The people that we talk to that come to Xert without any preconceptions, looking a laps and intervals never enters their mind. Breakthroughs and fitness signature changes provide everything they need to understand what’s happening. It appears to be more of a remnant of how things have been done in the past when “breakthroughs” (i.e. improvements in performance) only ever occurred in intervals that you needed to review to see. How these performances related to training is something you had to try and piece together yourself. Understanding how intervals were influenced by different systems (low, high and peak) was something only the best of the best coaches could ever infer from your intervals and only when they are executed with consistency (which coaches demanded!!). Hence, marking intervals helped identify both the intensities and the consistency so that you could compare and then evaluate how your fitness might be improving. With Xert, all this goes away. Everything is black and white without any intervals needed. The system determines what you can do ride-by-ride rather than what you/your coach can infer from your intervals. All this analysis becomes obsolete.

I would love to understand how seeing intervals/laps lends additional value to understanding your fitness that Xert’s methods don’t already make obsolete. I think there are some good applications of them but would like to hear what the community thinks first.

Btw, it’s no small effort to do this so would really like to know how much additional value they can provide the community. Keep in mind, that reviewing laps/intervals is something you can do on other systems that are free. If our resources were free and unlimited, it would be nice feature. But as it stands, it would appear to be a big replication of effort for us and would tie up resources to do this without clear understanding of how much real value it would provide our user community at large.

Feel free to start a debate on this. It’s an interesting one. Open to new ideas.

hey @xertedbrain,

well, i’ve just said what i think. if you guys think of xert as just the tool for us to check when a breakthrought happen or not. it’s done.

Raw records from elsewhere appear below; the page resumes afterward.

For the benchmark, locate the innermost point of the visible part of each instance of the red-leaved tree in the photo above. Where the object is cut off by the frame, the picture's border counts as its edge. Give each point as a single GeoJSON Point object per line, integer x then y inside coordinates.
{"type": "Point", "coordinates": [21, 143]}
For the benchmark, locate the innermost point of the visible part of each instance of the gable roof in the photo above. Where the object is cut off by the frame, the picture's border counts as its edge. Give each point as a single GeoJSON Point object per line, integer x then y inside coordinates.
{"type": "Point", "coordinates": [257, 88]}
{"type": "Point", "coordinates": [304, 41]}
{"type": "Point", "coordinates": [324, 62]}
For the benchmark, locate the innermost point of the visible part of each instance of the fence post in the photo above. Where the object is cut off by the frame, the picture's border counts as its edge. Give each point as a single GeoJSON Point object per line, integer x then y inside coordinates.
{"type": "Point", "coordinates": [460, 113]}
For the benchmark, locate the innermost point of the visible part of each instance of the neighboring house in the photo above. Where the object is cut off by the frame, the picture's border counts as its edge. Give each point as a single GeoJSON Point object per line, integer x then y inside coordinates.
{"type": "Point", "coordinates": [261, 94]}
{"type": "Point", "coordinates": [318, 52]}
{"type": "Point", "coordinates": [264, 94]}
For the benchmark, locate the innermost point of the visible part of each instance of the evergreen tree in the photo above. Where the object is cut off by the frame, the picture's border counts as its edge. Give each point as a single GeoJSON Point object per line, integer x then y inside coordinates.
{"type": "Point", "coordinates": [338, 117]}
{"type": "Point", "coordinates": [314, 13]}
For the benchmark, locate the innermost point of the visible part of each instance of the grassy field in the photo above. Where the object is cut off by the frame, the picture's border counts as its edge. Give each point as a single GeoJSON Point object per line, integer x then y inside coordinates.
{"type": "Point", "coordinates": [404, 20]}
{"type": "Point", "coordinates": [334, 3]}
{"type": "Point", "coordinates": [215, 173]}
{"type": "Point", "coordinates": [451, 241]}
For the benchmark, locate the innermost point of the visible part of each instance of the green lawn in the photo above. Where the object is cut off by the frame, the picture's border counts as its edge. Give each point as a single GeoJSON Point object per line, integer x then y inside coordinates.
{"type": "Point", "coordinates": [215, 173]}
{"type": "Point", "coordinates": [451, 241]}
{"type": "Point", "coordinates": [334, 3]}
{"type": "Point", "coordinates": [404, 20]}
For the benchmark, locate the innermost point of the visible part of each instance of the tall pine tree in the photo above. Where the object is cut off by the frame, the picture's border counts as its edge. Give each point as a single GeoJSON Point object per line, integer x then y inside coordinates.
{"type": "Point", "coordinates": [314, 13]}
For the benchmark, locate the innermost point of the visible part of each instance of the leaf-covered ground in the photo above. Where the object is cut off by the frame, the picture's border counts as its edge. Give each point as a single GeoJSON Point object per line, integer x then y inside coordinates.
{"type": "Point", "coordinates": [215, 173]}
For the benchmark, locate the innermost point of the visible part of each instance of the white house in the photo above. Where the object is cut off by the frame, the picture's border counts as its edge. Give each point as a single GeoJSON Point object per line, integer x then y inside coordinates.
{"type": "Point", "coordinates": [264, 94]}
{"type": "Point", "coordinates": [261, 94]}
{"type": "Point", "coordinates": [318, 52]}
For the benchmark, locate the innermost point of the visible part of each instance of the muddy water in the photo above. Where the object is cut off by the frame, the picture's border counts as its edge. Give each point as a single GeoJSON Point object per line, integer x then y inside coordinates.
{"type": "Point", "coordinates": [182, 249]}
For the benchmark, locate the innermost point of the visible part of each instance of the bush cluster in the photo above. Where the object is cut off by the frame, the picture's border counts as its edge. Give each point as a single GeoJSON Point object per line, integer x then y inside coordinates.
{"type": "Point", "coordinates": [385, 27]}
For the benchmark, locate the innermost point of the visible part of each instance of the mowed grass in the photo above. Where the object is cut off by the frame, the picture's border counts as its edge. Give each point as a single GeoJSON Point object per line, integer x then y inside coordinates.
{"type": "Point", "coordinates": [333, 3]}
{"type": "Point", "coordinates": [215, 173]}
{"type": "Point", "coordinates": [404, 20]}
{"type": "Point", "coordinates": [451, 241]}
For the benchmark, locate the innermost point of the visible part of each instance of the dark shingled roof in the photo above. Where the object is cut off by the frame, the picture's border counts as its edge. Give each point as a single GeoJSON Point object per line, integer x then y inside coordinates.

apart from it, the activities, primarily the outdoor ones, are messy long files, with hours of endurance and peaks of high energy efforts. everybody, anyone uses a platform like xert, strava, etc to go through them like to scrutinize it and, for that, we need tools to navigate them. navigate the stream zooming in and out, trying to pinch several pieces, doesn’t help. it’s lame.

in front of all the engineering that’s xert, there’s the interface. if it doesn’t help, what’s behind become useless, because people cannot access it. don’t you like the easy quick access, multi ways and shortcuts your phone has to access the same things fast and clutter free? everybody does. because is useful.

what’s being asked is not about fitness, you are already delivering that, is about usability, accessibility.

it’s not a waste, it’s not aesthetics. in the end, if xert doesn’t want to do it, for now that’s fine. in my case i use strava for that. if it’s not an activity that has some kind of BT effort and i just want to know about the ones i did when in front of the last group ride and relate to how that feel (which is the majority kind)… they do a better job. you guys keep being just the analysing thing that i plug with the place i can get around more easily. just come here once in a while to check weekly strains, BTs and export some workouts.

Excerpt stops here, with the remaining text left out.